Signs of economic expansion emerge while Powell holds steady
- March 29, 2021
Jobless claims and supply chains show signs of economic expansion while Powell holds steady.
Initial jobless claims released last week came in at their lowest level of the pandemic, falling to 684,000 from 781,000 the week prior. This resulted in a four-week average jobless claims number of 736,000, also a pandemic low. Household savings totaled $3.9 trillion at the start of 2021, up from $1.4 trillion in February 2020. This, alongside an updated vaccination goal from the Biden administration of 200 million shots within the first 100 days in office, continued to support the narrative that America is in the early stages of an economic expansion cycle.
Federal Reserve Chairman, Jerome Powell, last week commented on that sentiment while giving Senate testimony stating, “It seems that rates have responded to news about vaccination and ultimately about growth, and that has been an orderly process.” Mr.

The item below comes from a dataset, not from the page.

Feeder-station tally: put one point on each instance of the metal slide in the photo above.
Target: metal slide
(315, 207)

Powell also said he “would be concerned if it were not an orderly process or if conditions were to tighten to the point where they might threaten our recovery.” But he reiterated the view that recent increases have come from “extraordinarily low levels…back up toward a level that we’re more likely to see.”

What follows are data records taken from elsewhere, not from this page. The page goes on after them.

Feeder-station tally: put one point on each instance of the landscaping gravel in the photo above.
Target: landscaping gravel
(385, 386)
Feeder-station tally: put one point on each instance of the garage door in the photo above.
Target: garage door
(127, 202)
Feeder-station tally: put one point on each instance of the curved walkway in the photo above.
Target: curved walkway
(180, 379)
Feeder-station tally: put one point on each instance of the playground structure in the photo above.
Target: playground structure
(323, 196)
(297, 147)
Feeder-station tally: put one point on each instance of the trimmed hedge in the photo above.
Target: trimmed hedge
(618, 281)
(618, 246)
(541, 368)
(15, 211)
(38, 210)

This statement continues to echo the overall sentiment from the Fed that while the economy is poised for a strong recovery, reinvigorating the labor market will take time.

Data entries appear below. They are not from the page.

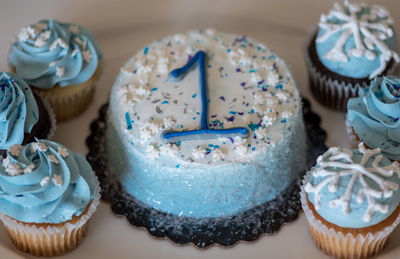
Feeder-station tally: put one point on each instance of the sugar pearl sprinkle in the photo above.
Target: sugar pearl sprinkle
(262, 96)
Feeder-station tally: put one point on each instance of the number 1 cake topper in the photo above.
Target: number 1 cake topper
(204, 132)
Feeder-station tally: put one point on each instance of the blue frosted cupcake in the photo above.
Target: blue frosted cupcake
(61, 60)
(351, 200)
(23, 115)
(353, 44)
(47, 196)
(373, 118)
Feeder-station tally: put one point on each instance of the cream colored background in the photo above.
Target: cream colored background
(123, 27)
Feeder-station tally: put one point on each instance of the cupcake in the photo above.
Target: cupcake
(23, 114)
(59, 60)
(351, 201)
(373, 118)
(47, 196)
(351, 45)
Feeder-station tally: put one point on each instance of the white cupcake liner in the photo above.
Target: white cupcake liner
(331, 92)
(50, 239)
(344, 245)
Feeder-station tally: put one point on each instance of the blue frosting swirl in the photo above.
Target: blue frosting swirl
(44, 182)
(18, 110)
(382, 196)
(355, 66)
(51, 52)
(375, 116)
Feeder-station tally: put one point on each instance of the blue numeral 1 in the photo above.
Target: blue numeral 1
(204, 132)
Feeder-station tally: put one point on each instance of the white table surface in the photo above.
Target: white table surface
(122, 28)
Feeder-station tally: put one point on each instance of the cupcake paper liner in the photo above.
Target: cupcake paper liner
(338, 244)
(332, 93)
(50, 239)
(71, 105)
(249, 225)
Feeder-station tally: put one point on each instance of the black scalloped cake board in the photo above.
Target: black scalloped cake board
(226, 231)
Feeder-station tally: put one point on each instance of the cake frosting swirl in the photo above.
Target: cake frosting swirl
(354, 188)
(18, 110)
(375, 115)
(356, 40)
(43, 182)
(51, 53)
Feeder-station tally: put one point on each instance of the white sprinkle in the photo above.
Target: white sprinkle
(13, 169)
(40, 26)
(15, 150)
(198, 153)
(52, 64)
(87, 56)
(29, 169)
(60, 71)
(152, 152)
(53, 159)
(73, 28)
(74, 52)
(63, 152)
(38, 146)
(58, 42)
(57, 180)
(44, 181)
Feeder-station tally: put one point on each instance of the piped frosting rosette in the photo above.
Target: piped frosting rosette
(50, 52)
(18, 110)
(351, 201)
(374, 116)
(47, 195)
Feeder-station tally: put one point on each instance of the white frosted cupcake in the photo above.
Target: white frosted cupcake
(351, 201)
(47, 195)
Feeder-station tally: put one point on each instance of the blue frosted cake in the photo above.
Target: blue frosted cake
(205, 124)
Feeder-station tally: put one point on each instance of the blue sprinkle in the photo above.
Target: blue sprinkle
(128, 120)
(253, 126)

Certain areas of the economy have begun feeling the strain of increasing consumer demand, with manufacturers reporting lengthening delivery times for raw materials and an increase in input prices. This resulted in output rising at the slowest pace in five months, while new orders rose at their fastest pace in almost seven years. The key question on consumers’ minds is if this supply squeeze will trigger enough price pressure to prompt Fed action. Currently, the Fed has stated its intention is to hold short-term interest rates at the current levels through 2023 while Treasury yields continue an upward trend. The steepening of the yield curve, along with volatility in long-term rates, is prompting many corporates to evaluate pre-issuance hedging alternatives.
(Related insight: Register for the webinar, “Pre-issuance Hedging: Practitioners Share Insights on Why and How”)
Although efforts to free the container ship are progressing, the Suez Canal remains closed, with shipping experts warning the channel could remain blocked for days. Almost 10% of total seaborne oil trade and 8% of global liquefied natural gas (LNG) trade passes through the Suez Canal, according to data from the U.S. Energy Information Administration. Oil futures rose temporarily on news of the blockage, following prior losses earlier last week from concerns over rising European COVID-19 cases.
(Related insight: Read, “Using commodity collars to manage market volatility”)
The U.S. Bureau of Labor Statistics will release nonfarm payrolls on Friday, with many Americans expecting to receive another round of stimulus payments. Market participants will continue monitoring the economic recovery for signs of excess inflation while keeping an eye on Fed activity.